A. It was crazy. When I got on the [Grey] Hound in June, I thought Trump was just a sideshow and Hillary would win. When I got off the Hound in September, I was pricing Toronto real estate. People throughout my journey told me Trump was going to win and that I was blind to certain realities. They went as far as to tell me he was going to win Pennsylvania. I thought they were nuts. But here we are.

Q. Can you comment on the literary journey that Barry also takes in the novel—the way in which his Greyhound trip reflects Kerouac’s On the Road; his naming his hedge fund “This Side of Capital” after Fitzgerald; his love for Hemingway; and his escaping his wife and son like Harry Angstrom in Updike’s Rabbit, Run?

A. Barry has some pretty questionable taste in literature. I’m kidding. I did three to four years of research for this book, hanging out with hedge fund managers, and many of them missed the days before they got into finance, the good days when their minds still worked and they were interested in things other than the basis points on their Bloombergs. That’s Barry’s journey. Into a past that may never have existed.

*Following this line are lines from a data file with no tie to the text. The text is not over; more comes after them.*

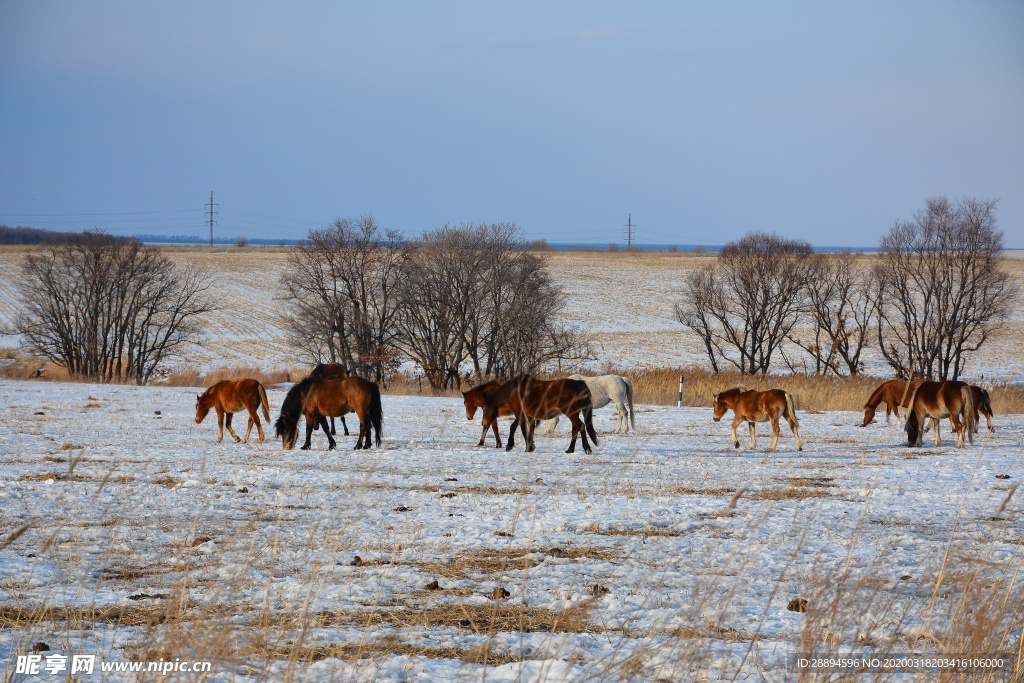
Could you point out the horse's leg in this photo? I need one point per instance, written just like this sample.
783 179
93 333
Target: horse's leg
331 443
227 423
576 428
498 437
583 433
528 427
515 425
309 432
960 427
795 428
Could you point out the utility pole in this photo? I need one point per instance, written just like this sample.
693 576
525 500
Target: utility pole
211 214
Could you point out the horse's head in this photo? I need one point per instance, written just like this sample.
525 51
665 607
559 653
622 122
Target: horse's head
471 406
868 416
289 433
720 407
202 407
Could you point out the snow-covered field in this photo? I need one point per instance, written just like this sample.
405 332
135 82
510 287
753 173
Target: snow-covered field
150 541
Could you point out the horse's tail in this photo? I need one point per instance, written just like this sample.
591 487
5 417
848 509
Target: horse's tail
967 397
588 419
264 402
912 428
586 402
791 408
375 414
629 399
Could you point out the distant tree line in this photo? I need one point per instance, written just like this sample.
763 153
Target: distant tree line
467 298
35 236
935 292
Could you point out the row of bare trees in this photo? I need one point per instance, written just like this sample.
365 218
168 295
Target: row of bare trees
109 308
935 293
454 299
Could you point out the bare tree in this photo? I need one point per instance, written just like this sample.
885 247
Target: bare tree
110 308
342 286
841 301
441 287
475 294
745 304
944 290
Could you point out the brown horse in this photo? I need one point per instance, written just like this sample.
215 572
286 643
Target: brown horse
529 399
941 399
318 399
229 397
895 394
331 371
474 399
757 407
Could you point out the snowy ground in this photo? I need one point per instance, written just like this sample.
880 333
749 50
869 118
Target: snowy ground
694 592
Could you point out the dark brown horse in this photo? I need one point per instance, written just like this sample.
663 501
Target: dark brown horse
331 371
529 399
941 399
473 399
754 407
983 404
895 394
318 399
229 397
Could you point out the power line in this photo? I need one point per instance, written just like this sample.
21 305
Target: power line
211 214
629 235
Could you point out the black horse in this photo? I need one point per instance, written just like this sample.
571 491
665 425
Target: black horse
331 371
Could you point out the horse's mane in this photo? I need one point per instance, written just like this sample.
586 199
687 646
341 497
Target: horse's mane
503 394
291 408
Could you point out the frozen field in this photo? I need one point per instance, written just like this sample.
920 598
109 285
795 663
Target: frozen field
152 541
617 300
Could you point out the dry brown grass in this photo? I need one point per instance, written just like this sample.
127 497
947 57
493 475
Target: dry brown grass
72 617
478 617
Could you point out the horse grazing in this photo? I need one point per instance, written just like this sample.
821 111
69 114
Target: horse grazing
941 399
229 397
895 394
473 399
528 399
318 399
757 407
603 390
331 371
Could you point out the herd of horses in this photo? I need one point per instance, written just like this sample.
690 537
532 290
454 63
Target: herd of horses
328 393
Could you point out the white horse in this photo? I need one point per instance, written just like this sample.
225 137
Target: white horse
604 390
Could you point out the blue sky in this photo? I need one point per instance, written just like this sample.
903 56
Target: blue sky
824 121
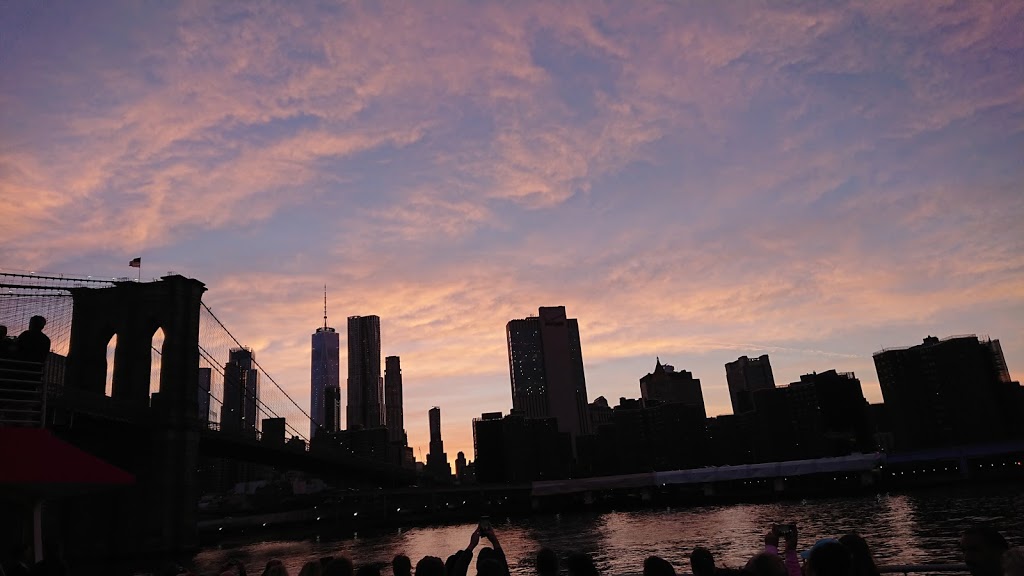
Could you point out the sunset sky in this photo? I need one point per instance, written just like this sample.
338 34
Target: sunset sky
692 180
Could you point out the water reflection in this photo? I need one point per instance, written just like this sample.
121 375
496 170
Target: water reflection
901 529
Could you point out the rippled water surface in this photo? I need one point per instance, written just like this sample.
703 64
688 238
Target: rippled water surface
901 529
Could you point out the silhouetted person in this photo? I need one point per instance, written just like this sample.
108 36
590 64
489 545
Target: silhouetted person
233 567
863 562
4 342
274 568
547 563
340 566
17 561
766 564
48 567
983 547
369 570
656 566
701 563
32 344
429 566
1013 562
492 563
581 564
829 559
401 566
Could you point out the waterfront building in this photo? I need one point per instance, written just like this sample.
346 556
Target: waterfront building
238 413
325 375
949 392
392 401
547 371
366 387
516 449
437 464
745 376
667 385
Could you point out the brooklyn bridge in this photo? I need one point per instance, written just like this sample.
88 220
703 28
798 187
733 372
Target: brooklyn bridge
136 378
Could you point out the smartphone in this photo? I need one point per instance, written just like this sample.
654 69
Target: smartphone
784 530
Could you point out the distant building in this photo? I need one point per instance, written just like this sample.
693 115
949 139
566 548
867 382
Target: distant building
955 391
823 414
238 414
437 464
547 371
325 373
392 401
600 413
366 387
747 376
203 400
516 449
460 465
730 440
364 443
667 385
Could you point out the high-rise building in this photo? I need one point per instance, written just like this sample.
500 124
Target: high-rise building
324 374
203 408
241 392
667 385
366 387
518 449
547 371
823 414
437 464
747 376
392 400
948 392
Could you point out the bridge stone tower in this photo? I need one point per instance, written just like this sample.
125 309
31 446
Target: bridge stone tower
167 486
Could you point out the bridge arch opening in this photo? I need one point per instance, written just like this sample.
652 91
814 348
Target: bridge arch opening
112 345
157 353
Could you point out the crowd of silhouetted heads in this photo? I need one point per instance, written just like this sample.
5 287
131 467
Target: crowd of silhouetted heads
984 552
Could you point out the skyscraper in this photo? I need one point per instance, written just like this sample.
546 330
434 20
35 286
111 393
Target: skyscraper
547 371
437 464
667 385
366 387
948 392
241 392
744 377
325 375
392 400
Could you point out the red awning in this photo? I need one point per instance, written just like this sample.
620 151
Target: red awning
34 458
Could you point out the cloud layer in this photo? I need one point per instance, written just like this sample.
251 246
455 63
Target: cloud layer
691 181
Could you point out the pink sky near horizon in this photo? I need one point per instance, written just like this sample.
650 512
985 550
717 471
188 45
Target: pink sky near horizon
692 181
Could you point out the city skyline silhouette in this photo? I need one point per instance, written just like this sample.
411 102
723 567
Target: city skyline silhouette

Q. Does Barry mature emotionally throughout the book? Does he ever reach a point where he can relate to another person with the level of intimacy that he lavishes on his watches?

A. Well, I’d be giving away the book if I told you, right? My characters never really fully mature, because no one does. They have ideas about themselves that get disrupted by cold realities, but then they choose to believe in their own horseshit yet again. That doesn’t make them bad, it merely makes them human.